Thursday 20 June 2013

The Good Fairy of the Internet and her Magic Wand

Last week I attended the Index on Censorship ‘Caught in the Web’ event.  I asked a question from the floor and was put on the spot by chair David Aaronovitch about David Cameron's call for the big players to do more about child porn on the internet.  Answered along the lines of not really understanding what more Cameron thought they could do, given that the Internet Watch Foundation runs a list already; and needing to examine any proposals to see if they carry too high a price in terms of interference with freedom of expression. 

OK as far as it went, but this is what I should have said.  When politicians demand that the most visible targets (ISPs, search engines, social media platforms) should do more to stop whatever abomination is hitting today’s headlines, really they just want a good fairy of the internet to wave a magic wand and make the nastiness go away.  The trouble is that the good fairy is a myth, the magic wand rubs out good stuff and the bigger the magic wand the more of the good stuff it rubs out.  And the nastiness still doesn’t go away.
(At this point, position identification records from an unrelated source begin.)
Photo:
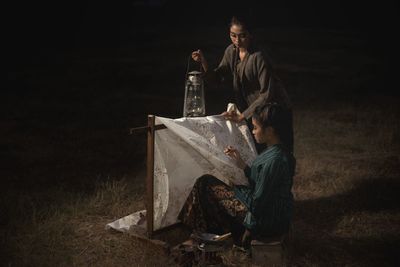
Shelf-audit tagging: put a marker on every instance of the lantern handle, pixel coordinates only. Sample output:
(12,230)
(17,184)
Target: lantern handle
(188,65)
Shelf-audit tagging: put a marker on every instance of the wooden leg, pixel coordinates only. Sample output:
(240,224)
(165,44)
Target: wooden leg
(150,175)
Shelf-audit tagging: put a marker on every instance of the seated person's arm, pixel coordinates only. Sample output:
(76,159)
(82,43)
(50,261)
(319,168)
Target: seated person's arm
(263,188)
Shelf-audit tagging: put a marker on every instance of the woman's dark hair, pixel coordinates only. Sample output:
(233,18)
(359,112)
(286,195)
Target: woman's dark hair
(279,118)
(242,20)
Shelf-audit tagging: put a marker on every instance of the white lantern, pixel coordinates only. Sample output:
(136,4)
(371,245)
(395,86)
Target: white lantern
(194,103)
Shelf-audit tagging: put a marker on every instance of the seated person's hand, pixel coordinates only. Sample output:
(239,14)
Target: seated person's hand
(233,116)
(235,155)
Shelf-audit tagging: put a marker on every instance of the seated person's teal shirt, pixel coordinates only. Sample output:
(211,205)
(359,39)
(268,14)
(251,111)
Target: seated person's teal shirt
(268,197)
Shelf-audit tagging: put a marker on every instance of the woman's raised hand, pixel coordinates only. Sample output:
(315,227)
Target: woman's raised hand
(233,116)
(235,155)
(198,56)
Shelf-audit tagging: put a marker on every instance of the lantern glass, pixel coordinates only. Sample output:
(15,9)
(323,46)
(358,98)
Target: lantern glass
(194,104)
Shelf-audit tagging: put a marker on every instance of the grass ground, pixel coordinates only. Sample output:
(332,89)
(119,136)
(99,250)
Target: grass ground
(70,167)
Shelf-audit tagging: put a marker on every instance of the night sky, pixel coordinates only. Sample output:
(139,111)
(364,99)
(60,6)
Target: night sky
(46,27)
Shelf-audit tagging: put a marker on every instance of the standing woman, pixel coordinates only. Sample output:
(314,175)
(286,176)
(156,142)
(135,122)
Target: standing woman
(253,79)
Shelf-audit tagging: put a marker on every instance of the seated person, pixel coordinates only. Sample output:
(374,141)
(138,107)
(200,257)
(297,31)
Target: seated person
(264,207)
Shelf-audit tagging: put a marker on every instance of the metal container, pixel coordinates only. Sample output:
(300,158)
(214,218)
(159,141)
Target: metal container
(194,102)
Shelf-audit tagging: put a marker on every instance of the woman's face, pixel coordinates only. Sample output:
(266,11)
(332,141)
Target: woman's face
(239,36)
(260,134)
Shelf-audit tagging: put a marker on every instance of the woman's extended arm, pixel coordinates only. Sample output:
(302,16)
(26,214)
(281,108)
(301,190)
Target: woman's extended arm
(263,189)
(263,75)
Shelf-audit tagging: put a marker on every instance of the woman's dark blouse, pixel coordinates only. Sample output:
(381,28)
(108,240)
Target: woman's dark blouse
(268,197)
(253,79)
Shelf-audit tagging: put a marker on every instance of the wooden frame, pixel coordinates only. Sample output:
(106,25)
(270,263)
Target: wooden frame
(150,130)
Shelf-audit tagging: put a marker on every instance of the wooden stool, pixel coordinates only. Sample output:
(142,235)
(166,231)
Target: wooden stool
(268,252)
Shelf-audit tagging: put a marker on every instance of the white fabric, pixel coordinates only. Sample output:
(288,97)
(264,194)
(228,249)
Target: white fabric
(135,223)
(189,148)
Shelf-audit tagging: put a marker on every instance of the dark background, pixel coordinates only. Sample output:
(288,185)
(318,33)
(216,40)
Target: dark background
(75,68)
(79,74)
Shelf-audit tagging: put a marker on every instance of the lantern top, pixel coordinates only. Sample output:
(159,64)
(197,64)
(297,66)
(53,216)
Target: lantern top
(195,72)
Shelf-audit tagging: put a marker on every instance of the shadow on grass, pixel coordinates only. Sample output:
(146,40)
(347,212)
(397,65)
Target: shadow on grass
(359,227)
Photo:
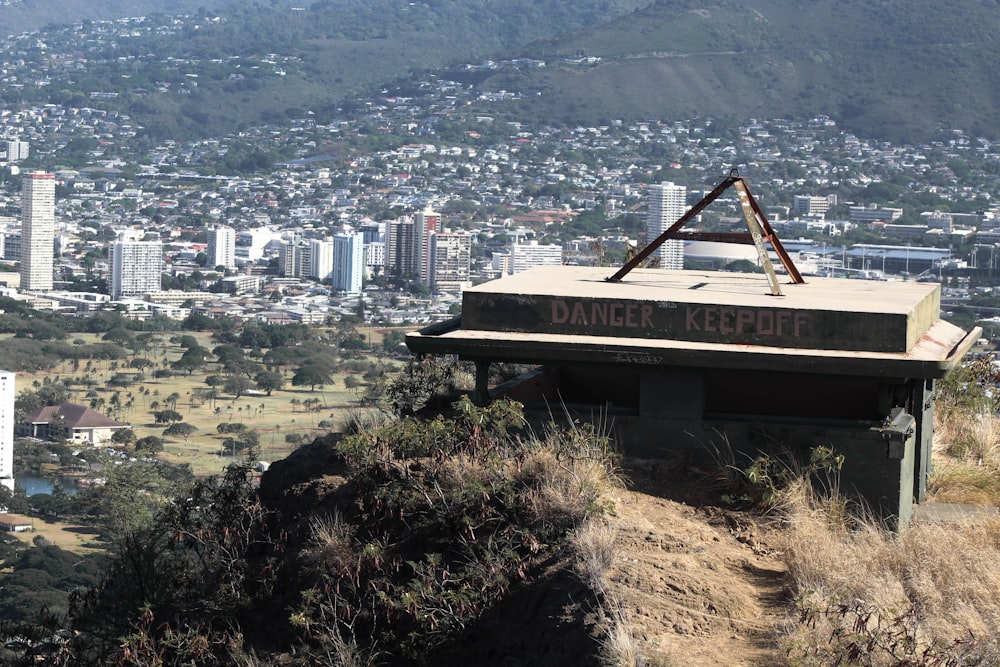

Worst of all, when each has had its turn at waving the magic wand - the child protectionists, the responsible speakers, the cultural preservationists, the extreme speech purgers, the adcensors, the promoters of the public interest, the filth filterers, the religious reverents, the porn exterminators, the benevolent regulators, the upholders of community standards, the real namers, the guardians of the general good, the copyright cops, the internet safety inspectors, the privacy protectors, the departments of public harmony, the joke jailers, the moral champions, the speech cleaners and scrubbers and all the clamouring crew of prohibitionists – what then is left?
If the fundamental human right of free speech means anything, it is that we can build search engines without fear that the State will make us convert them into suppression engines.